What I saw, in the split second or two that my eyes were engaged, was a light blue Volkswagen Beetle.  It was running.  I know it was, because I heard it… and the room was filling with exhaust because the main garage door wasn’t open.  I could smell sulfur and oil in the air.  The car, although visible enough for me to determine the color, was obscured like the moors in “The Hound of the Baskervilles.”

Image

In my memory of the incident now, I was walking past the doorway in slow motion, the car in my sight for an eternity.  Behind the wheel was a man who resembled Eric Bloom of Blue Oyster Cult.  He was looking at me, grinning, and revving the engine, causing black smoke to pour out of the tailpipe.  I’d apologize to Mr. Bloom for including him in my ridiculous yarn, except that I really don’t think he’d mind being part of it.

 Image

                                                                          Eric Bloom

This certainly adds allure to my story, except that I passed by that doorway in almost zero time and I know that I didn’t see anyone in the car as I passed it.  Besides, in those days I hadn’t even heard of Eric Bloom.

I did, however, become frightened.  Not because I thought that I was engaged in witnessing paranormal activity, but rather, because I thought that someone had purchased this property and had occupied it, and I was about to get caught trespassing and vandalizing their property.

I stopped, backed up, and peeked into the garage.  It was empty.  No car.  No smoke.  No Eric Bloom.

I’m pretty sure I know what you’re thinking.  Cars don’t have souls.  Cars don’t have spirits.  Cars don’t leave their ghosts behind when they go to the junkyard.

I know.

I didn’t understand anything about what I’d seen.  All I knew was that I had to get the hell out of there… so I got the hell out of there.  I never went back.

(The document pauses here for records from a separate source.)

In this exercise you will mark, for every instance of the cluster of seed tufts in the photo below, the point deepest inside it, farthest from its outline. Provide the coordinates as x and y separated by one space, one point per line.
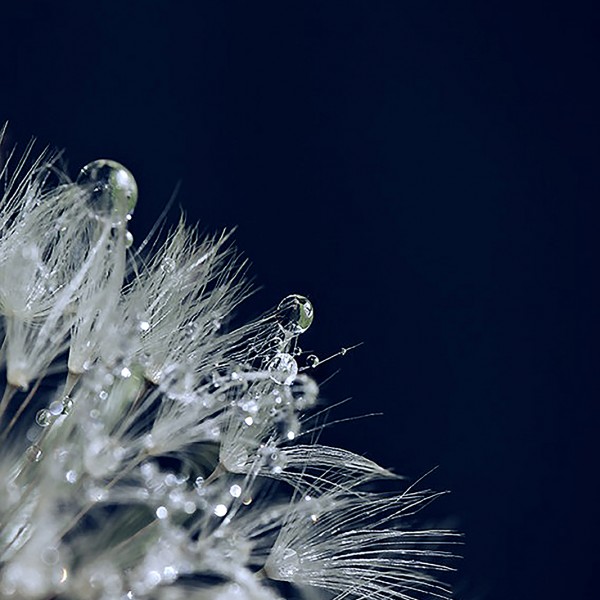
150 450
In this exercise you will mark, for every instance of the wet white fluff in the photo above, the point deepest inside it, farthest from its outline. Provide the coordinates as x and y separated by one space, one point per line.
149 450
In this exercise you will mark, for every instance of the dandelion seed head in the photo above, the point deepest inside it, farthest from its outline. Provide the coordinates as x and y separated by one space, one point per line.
160 442
112 189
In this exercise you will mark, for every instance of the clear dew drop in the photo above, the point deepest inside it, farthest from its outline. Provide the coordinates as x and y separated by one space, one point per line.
67 405
283 368
288 564
34 453
43 417
112 187
312 360
295 314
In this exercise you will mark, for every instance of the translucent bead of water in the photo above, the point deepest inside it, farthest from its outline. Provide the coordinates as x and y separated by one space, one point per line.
295 314
283 368
112 189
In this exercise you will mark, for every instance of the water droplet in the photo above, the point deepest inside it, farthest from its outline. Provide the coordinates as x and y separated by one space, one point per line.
283 368
67 405
55 407
295 314
168 265
312 360
43 417
113 190
34 453
288 564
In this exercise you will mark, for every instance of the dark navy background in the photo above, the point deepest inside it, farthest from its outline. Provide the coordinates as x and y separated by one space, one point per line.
427 173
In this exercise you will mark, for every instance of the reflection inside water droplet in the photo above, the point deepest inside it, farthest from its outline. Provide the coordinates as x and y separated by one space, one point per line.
112 189
295 314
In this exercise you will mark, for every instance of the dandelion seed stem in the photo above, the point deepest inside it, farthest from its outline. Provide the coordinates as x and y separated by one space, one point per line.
21 408
9 392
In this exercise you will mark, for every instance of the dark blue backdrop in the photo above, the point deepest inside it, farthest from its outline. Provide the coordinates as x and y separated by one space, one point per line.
427 173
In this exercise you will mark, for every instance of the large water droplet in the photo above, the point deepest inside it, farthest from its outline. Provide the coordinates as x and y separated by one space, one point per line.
43 417
113 190
295 314
288 564
34 453
312 360
283 368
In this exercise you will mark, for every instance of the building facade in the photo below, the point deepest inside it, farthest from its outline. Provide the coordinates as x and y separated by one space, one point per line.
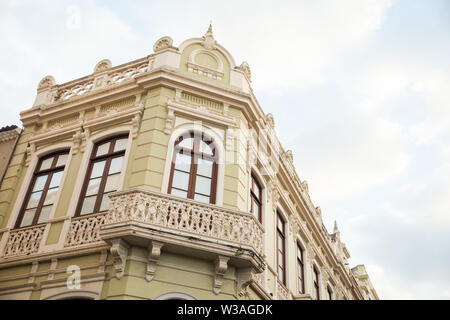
9 136
162 178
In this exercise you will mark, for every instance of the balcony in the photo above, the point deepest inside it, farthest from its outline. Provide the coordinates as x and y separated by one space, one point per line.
140 217
160 222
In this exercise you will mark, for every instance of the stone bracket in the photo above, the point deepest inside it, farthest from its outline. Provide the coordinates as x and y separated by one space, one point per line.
119 251
154 252
244 280
221 268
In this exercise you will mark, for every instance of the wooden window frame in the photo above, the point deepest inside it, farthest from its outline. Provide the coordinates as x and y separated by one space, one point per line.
92 160
281 232
330 293
195 154
316 282
37 173
300 269
255 198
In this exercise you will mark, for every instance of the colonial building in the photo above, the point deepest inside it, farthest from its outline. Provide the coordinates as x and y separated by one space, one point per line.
162 178
9 136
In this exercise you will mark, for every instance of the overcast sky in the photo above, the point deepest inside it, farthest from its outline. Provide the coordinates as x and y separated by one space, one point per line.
360 92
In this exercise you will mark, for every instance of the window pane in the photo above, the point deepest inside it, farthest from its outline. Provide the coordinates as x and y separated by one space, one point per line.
121 144
88 205
187 143
204 167
34 199
56 179
179 193
180 180
256 209
103 149
201 198
93 186
62 160
97 169
280 259
112 183
203 185
183 162
51 196
105 203
28 217
46 164
116 165
299 253
205 148
45 213
40 183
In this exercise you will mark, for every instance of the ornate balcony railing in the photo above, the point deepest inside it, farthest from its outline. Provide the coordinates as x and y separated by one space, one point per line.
84 230
24 241
186 216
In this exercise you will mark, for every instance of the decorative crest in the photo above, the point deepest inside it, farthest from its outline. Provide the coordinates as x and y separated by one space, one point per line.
208 39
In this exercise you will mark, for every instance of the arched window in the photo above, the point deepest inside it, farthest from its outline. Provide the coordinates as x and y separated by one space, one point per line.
316 283
193 173
300 269
103 175
281 248
329 293
42 191
256 199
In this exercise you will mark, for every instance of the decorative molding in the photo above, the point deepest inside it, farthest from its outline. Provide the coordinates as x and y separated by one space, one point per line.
221 269
46 83
24 241
31 150
34 269
184 215
53 266
244 280
154 252
208 39
162 43
246 69
119 251
103 65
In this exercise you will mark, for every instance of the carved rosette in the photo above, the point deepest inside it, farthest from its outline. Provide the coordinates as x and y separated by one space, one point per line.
46 83
162 43
103 65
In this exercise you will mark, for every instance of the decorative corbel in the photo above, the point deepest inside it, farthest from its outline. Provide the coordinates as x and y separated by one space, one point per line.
154 252
76 143
31 149
275 196
53 265
84 139
244 279
34 268
135 125
119 251
221 268
102 262
229 139
169 121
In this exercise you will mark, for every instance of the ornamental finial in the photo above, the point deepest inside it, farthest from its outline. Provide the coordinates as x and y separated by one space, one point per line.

Maybe six months passed, maybe a year. Then, a story about a man who had once lived on the property containing the barn had been brought up by a friend as we played video games on his Commodore 64 computer.  Apparently this man had committed suicide sometime in the 1960’s by asphyxiating himself in a running car in the garage portion of the barn.

My friend’s older brother had discovered the man the morning after his death.  That brother was now a grown man with a family of his own, living miles away.

“Was it a blue Volkswagen,” I asked.

“I dunno.”

“Would your mom know?”

“Maybe.”  He called to his mom in the living room.  A few moments later, she appeared in the doorway.

“What kind of car did Mr. ________ have when he, you know…”  I’m paraphrasing.  I’m not sure how he asked this question.

“Why, a Volkswagen Beetle,” his mother answered.

When pressed for the color, she described it as “powder blue.”

So there you go.  Either you’re creeped out or I’ve just destroyed my credibility with you.

Either way, I think it’s a pretty good story.